The Awa no Tanuki Festival (阿波の狸まつり) is a festival held each year in early November in Tokushima City, Tokushima Prefecture.

==Overview==
The Awa no Tanuki festival was first started in 1978 with the aims of promoting local culture, and has since grown into Tokushima's main Autumn festival. In 2006, the event saw good weather for all three days it was held, and the coincidence with a public holiday drew over 260,000 visitors. This is roughly the same size as the population of Tokushima City.

While the festival is popularly known as the 'Tanuki Festival', Tokushima has been home to many tales of the tanuki since long past. Several of these tales talk of the interaction between tanuki and the local town residents, with the tanuki often acting as positive, changing forces. It should come as no surprise, then, that the tanuki was chosen as a symbol to energise local culture in this way.

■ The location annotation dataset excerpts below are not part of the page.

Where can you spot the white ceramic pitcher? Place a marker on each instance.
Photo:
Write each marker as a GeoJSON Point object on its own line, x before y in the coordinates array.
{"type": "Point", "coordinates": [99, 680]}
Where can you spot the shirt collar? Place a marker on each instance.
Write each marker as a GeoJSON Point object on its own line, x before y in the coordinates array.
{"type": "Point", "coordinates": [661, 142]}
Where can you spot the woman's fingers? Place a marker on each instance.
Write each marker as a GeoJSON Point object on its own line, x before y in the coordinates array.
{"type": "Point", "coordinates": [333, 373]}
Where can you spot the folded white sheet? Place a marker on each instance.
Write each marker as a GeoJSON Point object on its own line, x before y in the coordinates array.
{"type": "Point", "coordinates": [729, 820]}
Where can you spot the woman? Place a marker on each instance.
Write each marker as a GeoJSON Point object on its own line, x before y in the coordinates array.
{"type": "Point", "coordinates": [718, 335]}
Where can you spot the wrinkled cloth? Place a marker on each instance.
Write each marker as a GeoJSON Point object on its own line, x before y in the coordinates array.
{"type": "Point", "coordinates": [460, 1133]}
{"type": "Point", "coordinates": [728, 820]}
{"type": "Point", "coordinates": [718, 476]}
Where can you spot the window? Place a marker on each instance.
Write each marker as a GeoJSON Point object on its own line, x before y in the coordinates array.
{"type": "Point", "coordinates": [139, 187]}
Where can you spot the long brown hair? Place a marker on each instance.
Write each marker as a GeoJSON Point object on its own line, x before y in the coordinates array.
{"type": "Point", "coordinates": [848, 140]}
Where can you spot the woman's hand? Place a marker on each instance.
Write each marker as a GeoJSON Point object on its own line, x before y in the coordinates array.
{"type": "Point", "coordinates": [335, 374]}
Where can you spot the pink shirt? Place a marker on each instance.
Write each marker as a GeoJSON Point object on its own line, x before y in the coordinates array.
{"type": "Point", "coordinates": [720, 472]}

At current, the event's main grounds are the Aibahama Park grounds in Tokushima City, and the Tokushima Arts Foundation for Culture becomes a place for sale of local regional produce from around the prefecture. Several of the large industries in Tokushima hold events over the three days of the festival, and special stages are open for karaoke competitions, Awa Odori, Awa Puppet Theatre and other local cultural traditions as well. The festival is particularly popular with children.

The festival is officially run by the 'Furusato Carnival Executive Committee', but receives large assistance from the prefecture.